This might be something for Congo, not JavaCC21, but I thought I would ask now...
I'm investigating how to eliminate my legacy way of recovering from syntax errors while issuing error messages and such. In general the way it was done (and still is in the JavaCC21 version of the grammar) is with a try/catch block that catches the ParseException and then indicates the error with a meaningful message, followed by a "manual" re-sync hopefully to a known point in the source (consuming everything along the way). At that point another message is issued to declare that scanning has resumed, and the try/catch expansion ends successfully. It looks something like this:
UsingArgs :
ATTEMPT
( <USING> Usings [ ReturningArg ] | ReturningArg [ <USING> Usings ] )
RECOVER {
indicateError(ErrorCode.BAD_USING_PHRASE);
skipToBefore(
DECLARATIVES, /* try beginning of DECLARATIVES section */
Tokens.sequence(COBOL_WORD,SECTION),/* try a section header */
Tokens.sequence(LEVEL_66,DOT), /* try a paragraph header */
Tokens.sequence(LEVEL_77,DOT),
Tokens.sequence(LEVEL_78,DOT),
Tokens.sequence(LEVEL_88,DOT),
Tokens.sequence(LEVEL_01,DOT),
Tokens.sequence(CHILD_LEVEL_NUMBER,DOT),
Tokens.sequence(INTEGER,DOT),
Tokens.sequence(COBOL_WORD,DOT),
ACCEPT, /* try a statement */
ADD,
ALTER,
CALL,
CANCEL,
CLOSE,
COMPUTE,
CONTINUE,
DELETE,
DISPLAY,
DIVIDE,
EVALUATE,
EXEC_SQL,
EXIT,
GOBACK,
Tokens.sequence(GO,TO),
GO,
IF,
INITIALIZE,
INSPECT,
MERGE,
MOVE,
MULTIPLY,
OPEN,
PERFORM,
READ,
RELEASE,
RETURN,
REWRITE,
SEARCH,
SET,
SORT,
START,
STOP,
STRING,
SUBTRACT,
UNLOCK,
UNSTRING,
WRITE,
Tokens.sequence(END,PROGRAM), /* try the end of program */
EOF); /* punt */
printScanResumed();
}
;
Note the fragile, labor-intensive way it has to "guess" at the follow set (at least approximately) in order to position itself correctly to resume parsing. Clearly it is desirable to replace all this with something using the Javacc21 (or Congo) feature of re-syncing in fault-tolerant mode. Something intuitively like:
UsingArgs :
ATTEMPT
<USING> Usings [ ReturningArg ] | ReturningArg [ <USING> Usings ]
RECOVER (
{ indicateError(ErrorCode.BAD_USING_PHRASE); }
( <USING> Usings! [ ReturningArg ]! | ReturningArg! [ <USING> Usings ]! )
{ printScanResumed(); }
)
;
This way, the error associated with the failing expansion can be issued, the expansion can be retried with fault-tolerant re-sync in effect, and the point at which normal parsing resumes can be identified.
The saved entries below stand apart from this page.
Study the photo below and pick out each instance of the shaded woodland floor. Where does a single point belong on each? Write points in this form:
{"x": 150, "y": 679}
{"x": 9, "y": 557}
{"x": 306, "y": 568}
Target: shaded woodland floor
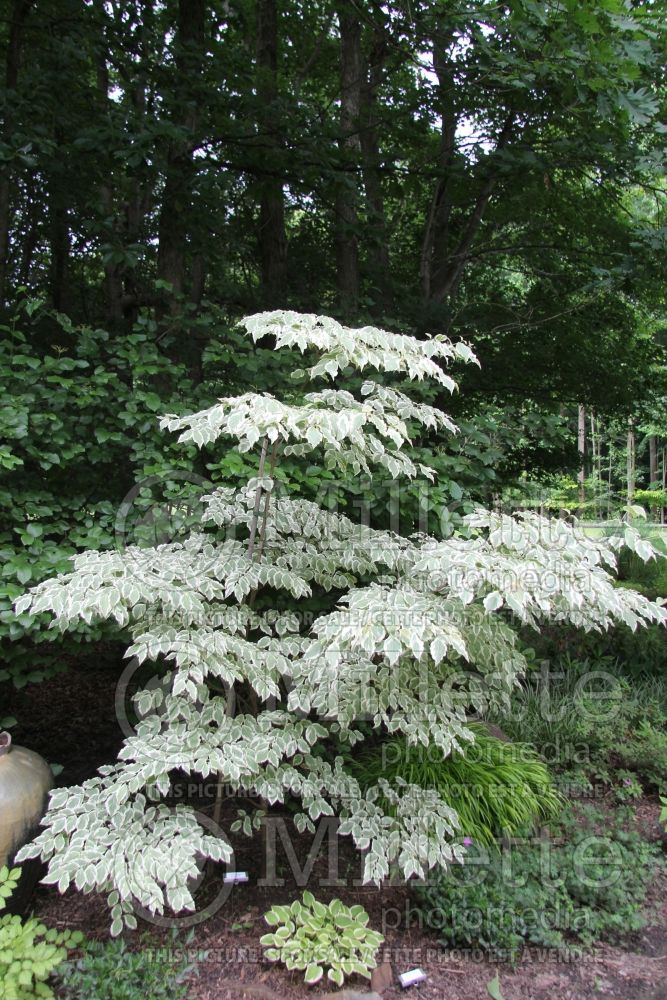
{"x": 71, "y": 720}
[ I realize this thought experiment has issues right now, among which are the ones that the comments in the INJECT AttemptBlock call attention to regarding whether or not the first and follow sets should include the RECOVER expansion(s), if any. This is just to illustrate what I am thinking.
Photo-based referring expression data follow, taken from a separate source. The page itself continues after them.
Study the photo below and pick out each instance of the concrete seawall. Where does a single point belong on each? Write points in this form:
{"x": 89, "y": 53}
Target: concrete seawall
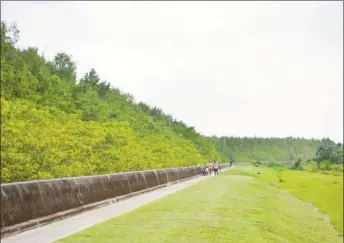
{"x": 32, "y": 201}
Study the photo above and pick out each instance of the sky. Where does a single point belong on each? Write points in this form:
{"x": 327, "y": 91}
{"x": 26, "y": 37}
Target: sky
{"x": 265, "y": 69}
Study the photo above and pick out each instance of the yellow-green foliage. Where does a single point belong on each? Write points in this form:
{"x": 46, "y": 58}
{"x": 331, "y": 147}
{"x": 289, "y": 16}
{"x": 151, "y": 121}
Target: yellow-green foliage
{"x": 47, "y": 143}
{"x": 53, "y": 126}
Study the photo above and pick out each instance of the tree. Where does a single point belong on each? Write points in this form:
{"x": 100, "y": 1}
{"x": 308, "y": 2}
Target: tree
{"x": 63, "y": 67}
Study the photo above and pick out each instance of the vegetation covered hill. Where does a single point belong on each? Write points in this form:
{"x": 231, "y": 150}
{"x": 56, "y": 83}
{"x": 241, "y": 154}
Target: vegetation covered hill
{"x": 265, "y": 149}
{"x": 53, "y": 125}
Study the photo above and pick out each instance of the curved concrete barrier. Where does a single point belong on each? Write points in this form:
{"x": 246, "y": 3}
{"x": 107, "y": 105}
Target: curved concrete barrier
{"x": 27, "y": 201}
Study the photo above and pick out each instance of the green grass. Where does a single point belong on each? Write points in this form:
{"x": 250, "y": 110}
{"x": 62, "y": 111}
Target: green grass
{"x": 232, "y": 208}
{"x": 324, "y": 191}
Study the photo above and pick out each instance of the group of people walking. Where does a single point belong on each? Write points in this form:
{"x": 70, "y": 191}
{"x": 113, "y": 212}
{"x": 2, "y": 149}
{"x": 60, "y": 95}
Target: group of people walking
{"x": 210, "y": 167}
So I began by investigating this to see what was actually generated:
Sentence# :
ATTEMPT
( ( Statement )* SomeDots ) // MV quirk (empty sentence)
RECOVER (
( Statement )*! SomeDots // Re-sync on Statement or dots
{ printScanResumed(); }
)
;
Well, it seems to cause an exception generating the parser (lookahead I think). A simpler case that also causes the same error is:
X :
FooOrBar
;
FooOrBar :
ATTEMPT
"foo"
RECOVER
( "bar" )
;
It seems that an ExpansionSequence is expected, but an AttemptBlock is an Expansion.
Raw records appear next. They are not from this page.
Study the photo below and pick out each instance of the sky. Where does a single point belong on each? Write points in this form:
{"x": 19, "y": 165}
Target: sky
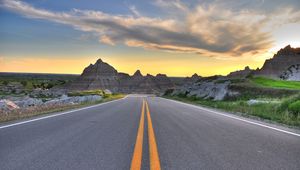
{"x": 178, "y": 38}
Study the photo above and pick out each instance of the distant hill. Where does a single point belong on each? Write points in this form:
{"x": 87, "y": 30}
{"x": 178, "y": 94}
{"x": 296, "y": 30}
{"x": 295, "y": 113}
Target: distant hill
{"x": 279, "y": 66}
{"x": 101, "y": 75}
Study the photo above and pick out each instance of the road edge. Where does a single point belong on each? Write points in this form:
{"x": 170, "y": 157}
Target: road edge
{"x": 276, "y": 127}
So I think failure of the simple case above is a bug, and now I've revealed where I am headed with this, so any other guidance regarding that would be welcome.
BTW, this is the error:
Jan 13, 2023 4:30:39 PM freemarker.log.JDK14LoggerFactory$JDK14Logger error
SEVERE: java.lang.ClassCastException: com.javacc.parser.tree.AttemptBlock cannot be cast to com.javacc.core.ExpansionSequence
java.lang.ClassCastException: com.javacc.parser.tree.AttemptBlock cannot be cast to com.javacc.core.ExpansionSequence
----------
==> if grammar.choicePointExpansions?size !=0 [on line 39, column 5 in LookaheadRoutines.java.ftl]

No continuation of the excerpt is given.